Visualizing single molecular complexes in vivo using advanced fluorescence microscopy.

Full insight into the mechanisms of living cells can be achieved only by investigating the key processes that elicit and direct events at a cellular level. To date the shear complexity of biological systems has caused precise single-molecule experimentation to be far too demanding, instead focusing on studies of single systems using relatively crude bulk ensemble-average measurements. However, many important processes occur in the living cell at the level of just one or a few molecules; ensemble measurements generally mask the stochastic and heterogeneous nature of these events. Here, using advanced optical microscopy and analytical image analysis tools we demonstrate how to monitor proteins within a single living bacterial cell to a precision of single molecules and how we can observe dynamics within molecular complexes in functioning biological machines. The techniques are directly relevant physiologically. They are minimally-perturbative and non-invasive to the biological sample under study and are fully attuned for investigations in living material, features not readily available to other single-molecule approaches of biophysics.
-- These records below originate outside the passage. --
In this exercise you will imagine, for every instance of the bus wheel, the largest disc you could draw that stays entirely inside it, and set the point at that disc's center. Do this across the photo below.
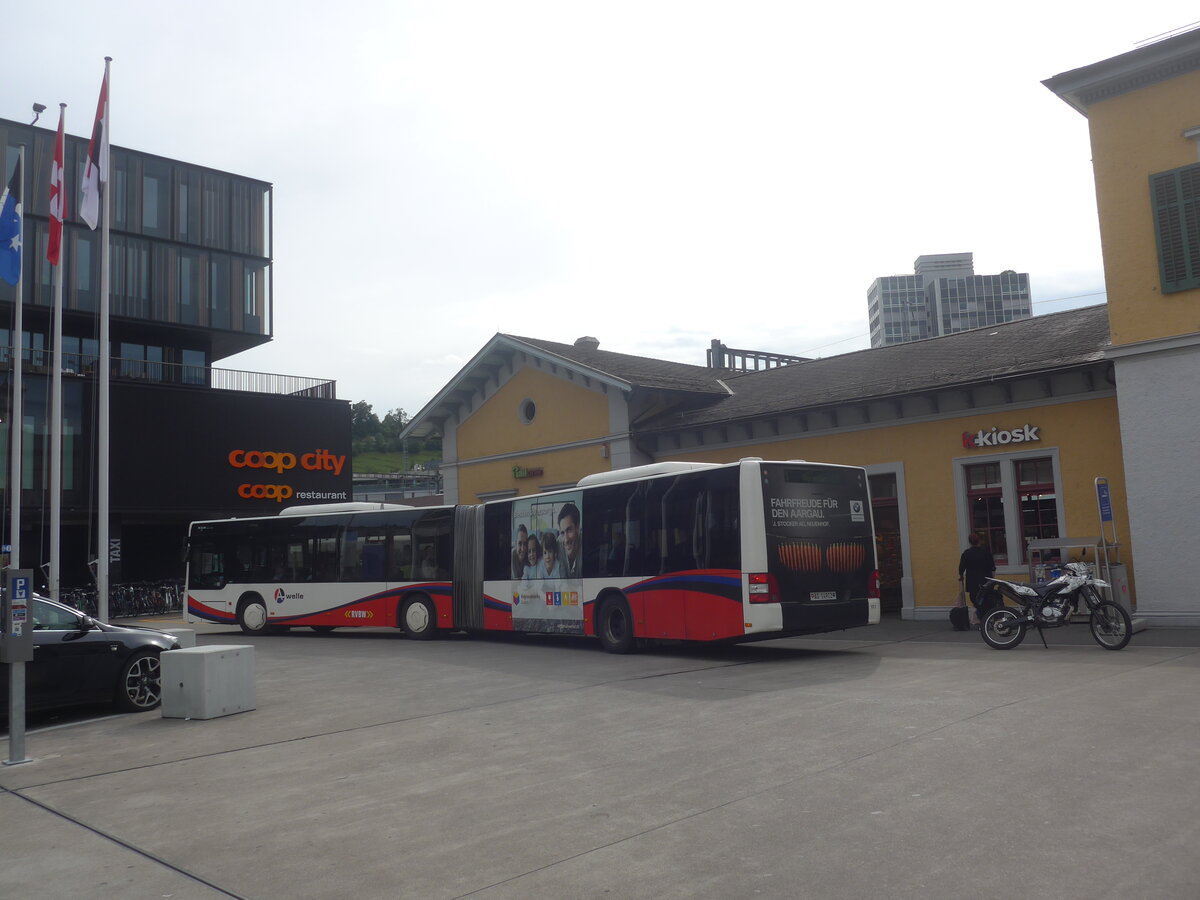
(252, 615)
(615, 625)
(419, 618)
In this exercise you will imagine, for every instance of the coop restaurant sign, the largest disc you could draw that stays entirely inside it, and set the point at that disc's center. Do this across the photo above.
(997, 437)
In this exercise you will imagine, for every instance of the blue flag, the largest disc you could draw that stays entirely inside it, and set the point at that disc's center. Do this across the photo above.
(10, 229)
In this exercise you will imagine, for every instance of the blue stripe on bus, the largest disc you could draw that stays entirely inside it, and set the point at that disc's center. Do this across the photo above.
(491, 603)
(432, 588)
(724, 586)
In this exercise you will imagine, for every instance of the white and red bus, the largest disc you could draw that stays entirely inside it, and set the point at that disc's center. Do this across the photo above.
(743, 551)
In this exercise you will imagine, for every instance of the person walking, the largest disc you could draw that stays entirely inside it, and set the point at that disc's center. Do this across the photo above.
(976, 565)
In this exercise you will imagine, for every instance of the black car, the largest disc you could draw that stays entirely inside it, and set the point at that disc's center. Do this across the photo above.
(81, 660)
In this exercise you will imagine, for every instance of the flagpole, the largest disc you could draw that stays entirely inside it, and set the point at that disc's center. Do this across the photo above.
(57, 407)
(106, 361)
(17, 424)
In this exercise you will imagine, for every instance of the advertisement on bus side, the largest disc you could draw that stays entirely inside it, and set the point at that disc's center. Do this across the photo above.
(547, 574)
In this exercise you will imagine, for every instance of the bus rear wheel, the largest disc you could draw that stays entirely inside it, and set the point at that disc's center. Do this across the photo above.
(419, 618)
(615, 625)
(252, 615)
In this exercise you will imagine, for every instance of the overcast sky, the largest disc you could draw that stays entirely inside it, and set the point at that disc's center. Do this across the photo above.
(655, 174)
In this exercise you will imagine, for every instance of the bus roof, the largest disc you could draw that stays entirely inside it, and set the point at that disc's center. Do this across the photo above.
(633, 473)
(313, 509)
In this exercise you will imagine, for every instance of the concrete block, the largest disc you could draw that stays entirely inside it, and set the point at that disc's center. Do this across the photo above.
(186, 636)
(208, 682)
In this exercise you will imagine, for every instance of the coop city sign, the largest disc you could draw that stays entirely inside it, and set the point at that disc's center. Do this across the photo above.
(999, 437)
(281, 461)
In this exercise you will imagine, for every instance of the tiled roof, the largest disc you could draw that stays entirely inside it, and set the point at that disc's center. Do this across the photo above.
(1027, 346)
(637, 371)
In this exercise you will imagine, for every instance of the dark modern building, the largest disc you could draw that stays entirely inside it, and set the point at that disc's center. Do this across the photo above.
(190, 274)
(943, 297)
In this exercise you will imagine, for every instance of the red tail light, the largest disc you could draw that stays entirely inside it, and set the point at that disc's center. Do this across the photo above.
(763, 588)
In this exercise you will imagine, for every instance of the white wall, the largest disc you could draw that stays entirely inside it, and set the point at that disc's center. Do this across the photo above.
(1158, 396)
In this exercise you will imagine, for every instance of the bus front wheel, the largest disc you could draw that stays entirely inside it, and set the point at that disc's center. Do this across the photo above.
(419, 618)
(615, 625)
(252, 615)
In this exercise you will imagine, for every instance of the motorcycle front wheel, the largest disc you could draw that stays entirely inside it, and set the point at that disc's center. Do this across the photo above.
(1003, 629)
(1111, 627)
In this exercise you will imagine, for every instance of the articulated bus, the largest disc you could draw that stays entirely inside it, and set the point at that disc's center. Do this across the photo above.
(742, 551)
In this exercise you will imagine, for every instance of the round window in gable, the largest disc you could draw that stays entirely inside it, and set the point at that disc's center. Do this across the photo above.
(528, 411)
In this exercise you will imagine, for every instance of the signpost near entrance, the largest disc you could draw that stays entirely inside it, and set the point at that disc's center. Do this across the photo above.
(17, 649)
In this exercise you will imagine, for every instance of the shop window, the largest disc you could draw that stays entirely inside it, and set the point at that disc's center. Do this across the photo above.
(1039, 505)
(985, 505)
(1012, 501)
(1175, 198)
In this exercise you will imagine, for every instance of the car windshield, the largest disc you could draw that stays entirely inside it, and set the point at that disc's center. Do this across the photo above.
(52, 617)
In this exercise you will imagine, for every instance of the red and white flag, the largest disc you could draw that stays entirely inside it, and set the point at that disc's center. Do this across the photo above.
(58, 196)
(95, 172)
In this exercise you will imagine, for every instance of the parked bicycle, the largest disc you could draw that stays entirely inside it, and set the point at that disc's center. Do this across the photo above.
(1051, 605)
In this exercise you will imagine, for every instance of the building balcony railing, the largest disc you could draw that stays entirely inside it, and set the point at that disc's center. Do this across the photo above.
(177, 375)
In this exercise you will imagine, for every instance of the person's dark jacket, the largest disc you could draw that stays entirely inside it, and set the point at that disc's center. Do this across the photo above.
(975, 565)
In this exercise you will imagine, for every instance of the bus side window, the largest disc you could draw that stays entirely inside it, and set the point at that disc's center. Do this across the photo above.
(400, 565)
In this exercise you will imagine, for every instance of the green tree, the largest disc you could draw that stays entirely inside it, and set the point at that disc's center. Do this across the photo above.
(390, 427)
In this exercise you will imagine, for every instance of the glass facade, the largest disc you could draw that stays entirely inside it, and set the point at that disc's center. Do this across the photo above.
(189, 246)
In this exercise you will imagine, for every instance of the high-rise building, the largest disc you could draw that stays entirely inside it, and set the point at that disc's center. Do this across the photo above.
(943, 297)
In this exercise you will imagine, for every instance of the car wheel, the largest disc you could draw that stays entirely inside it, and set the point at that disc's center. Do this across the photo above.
(139, 688)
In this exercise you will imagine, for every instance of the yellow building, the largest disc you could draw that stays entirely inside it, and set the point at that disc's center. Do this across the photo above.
(1000, 430)
(1005, 430)
(1143, 111)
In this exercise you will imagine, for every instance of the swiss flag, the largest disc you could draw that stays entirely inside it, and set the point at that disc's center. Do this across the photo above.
(58, 196)
(95, 171)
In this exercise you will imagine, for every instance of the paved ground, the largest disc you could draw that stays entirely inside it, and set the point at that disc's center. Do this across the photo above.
(906, 760)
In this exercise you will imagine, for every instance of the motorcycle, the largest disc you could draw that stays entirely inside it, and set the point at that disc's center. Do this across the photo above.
(1051, 605)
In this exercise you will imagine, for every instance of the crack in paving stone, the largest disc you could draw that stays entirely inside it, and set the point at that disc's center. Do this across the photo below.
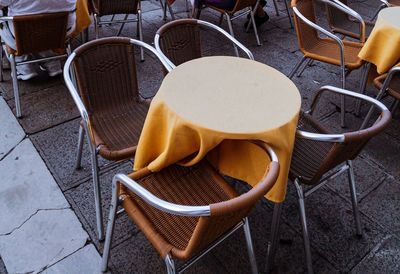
(30, 217)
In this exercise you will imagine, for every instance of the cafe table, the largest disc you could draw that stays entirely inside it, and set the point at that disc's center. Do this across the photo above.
(210, 106)
(383, 45)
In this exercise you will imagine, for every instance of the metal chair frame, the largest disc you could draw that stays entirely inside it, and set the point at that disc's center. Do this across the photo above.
(177, 209)
(70, 83)
(138, 20)
(346, 166)
(14, 65)
(211, 26)
(382, 93)
(364, 73)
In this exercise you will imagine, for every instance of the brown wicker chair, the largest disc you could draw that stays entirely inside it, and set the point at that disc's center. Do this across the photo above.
(388, 84)
(332, 49)
(319, 155)
(342, 23)
(180, 41)
(185, 211)
(109, 102)
(113, 7)
(34, 34)
(247, 5)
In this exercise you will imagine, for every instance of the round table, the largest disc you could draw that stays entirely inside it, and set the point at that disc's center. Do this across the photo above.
(382, 47)
(208, 106)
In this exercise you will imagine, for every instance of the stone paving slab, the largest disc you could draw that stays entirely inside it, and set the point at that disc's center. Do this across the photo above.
(85, 260)
(11, 132)
(26, 188)
(47, 237)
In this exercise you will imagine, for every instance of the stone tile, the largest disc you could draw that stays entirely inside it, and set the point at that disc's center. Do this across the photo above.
(11, 133)
(27, 186)
(331, 227)
(383, 205)
(46, 108)
(82, 201)
(86, 260)
(28, 87)
(384, 258)
(47, 237)
(58, 148)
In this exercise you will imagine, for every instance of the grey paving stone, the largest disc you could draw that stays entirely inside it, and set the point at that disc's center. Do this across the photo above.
(60, 142)
(46, 108)
(47, 237)
(11, 132)
(86, 260)
(383, 205)
(331, 227)
(384, 258)
(27, 186)
(82, 201)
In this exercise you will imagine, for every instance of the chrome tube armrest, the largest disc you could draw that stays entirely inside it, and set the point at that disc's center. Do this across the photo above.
(324, 31)
(346, 9)
(148, 197)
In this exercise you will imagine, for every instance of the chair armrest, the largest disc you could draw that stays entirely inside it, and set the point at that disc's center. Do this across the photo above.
(148, 197)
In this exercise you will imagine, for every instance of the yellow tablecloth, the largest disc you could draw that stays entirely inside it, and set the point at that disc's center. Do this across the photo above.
(212, 104)
(383, 45)
(83, 19)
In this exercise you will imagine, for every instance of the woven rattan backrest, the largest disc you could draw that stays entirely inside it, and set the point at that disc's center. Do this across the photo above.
(40, 32)
(106, 74)
(180, 41)
(306, 35)
(109, 7)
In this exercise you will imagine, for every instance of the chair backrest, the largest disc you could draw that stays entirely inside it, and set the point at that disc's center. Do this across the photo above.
(337, 148)
(306, 35)
(40, 32)
(110, 7)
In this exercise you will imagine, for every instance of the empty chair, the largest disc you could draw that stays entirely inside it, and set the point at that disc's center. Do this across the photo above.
(388, 84)
(108, 100)
(180, 41)
(319, 155)
(186, 211)
(112, 7)
(330, 49)
(34, 34)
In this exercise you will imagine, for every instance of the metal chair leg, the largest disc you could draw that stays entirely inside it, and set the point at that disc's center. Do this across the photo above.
(352, 185)
(303, 220)
(250, 248)
(170, 264)
(81, 135)
(139, 24)
(228, 19)
(274, 237)
(15, 85)
(110, 226)
(291, 74)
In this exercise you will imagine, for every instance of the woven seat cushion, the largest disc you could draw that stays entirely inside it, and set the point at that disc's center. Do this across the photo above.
(307, 154)
(198, 185)
(394, 86)
(117, 132)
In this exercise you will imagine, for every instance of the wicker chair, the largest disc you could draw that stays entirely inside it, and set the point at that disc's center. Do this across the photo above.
(180, 41)
(342, 23)
(319, 155)
(388, 84)
(113, 7)
(186, 211)
(34, 34)
(109, 102)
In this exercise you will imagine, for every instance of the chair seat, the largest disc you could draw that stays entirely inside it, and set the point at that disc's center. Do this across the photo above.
(197, 185)
(307, 154)
(394, 86)
(327, 50)
(117, 132)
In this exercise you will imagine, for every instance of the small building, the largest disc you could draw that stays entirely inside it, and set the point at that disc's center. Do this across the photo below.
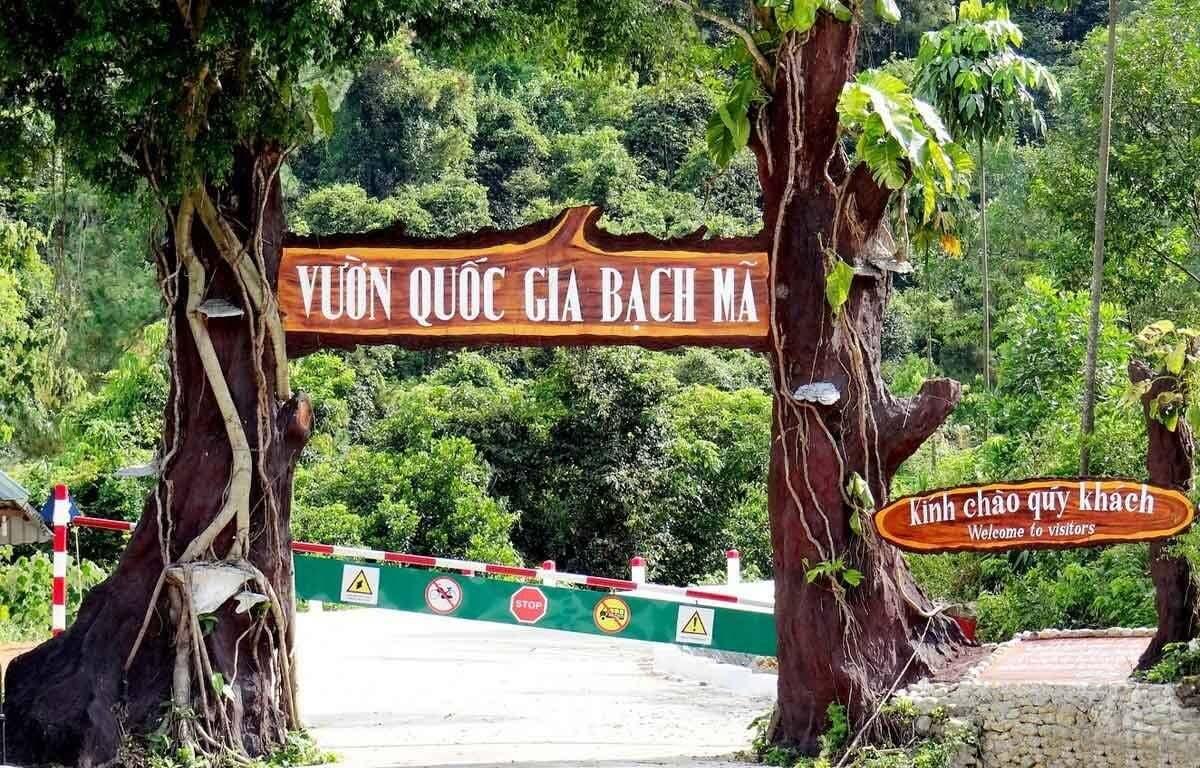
(19, 522)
In addition, the biological specimens studied all produce fluorescently-tagged protein at levels which are almost identical to the unmodified cell strains ("genomic encoding"), as opposed to the more common but less ideal approach for generating significantly more protein than would occur naturally ('plasmid expression'). Thus, the actual biological samples which will be investigated are significantly closer to the natural organisms, and therefore the observations more relevant to real physiological processes.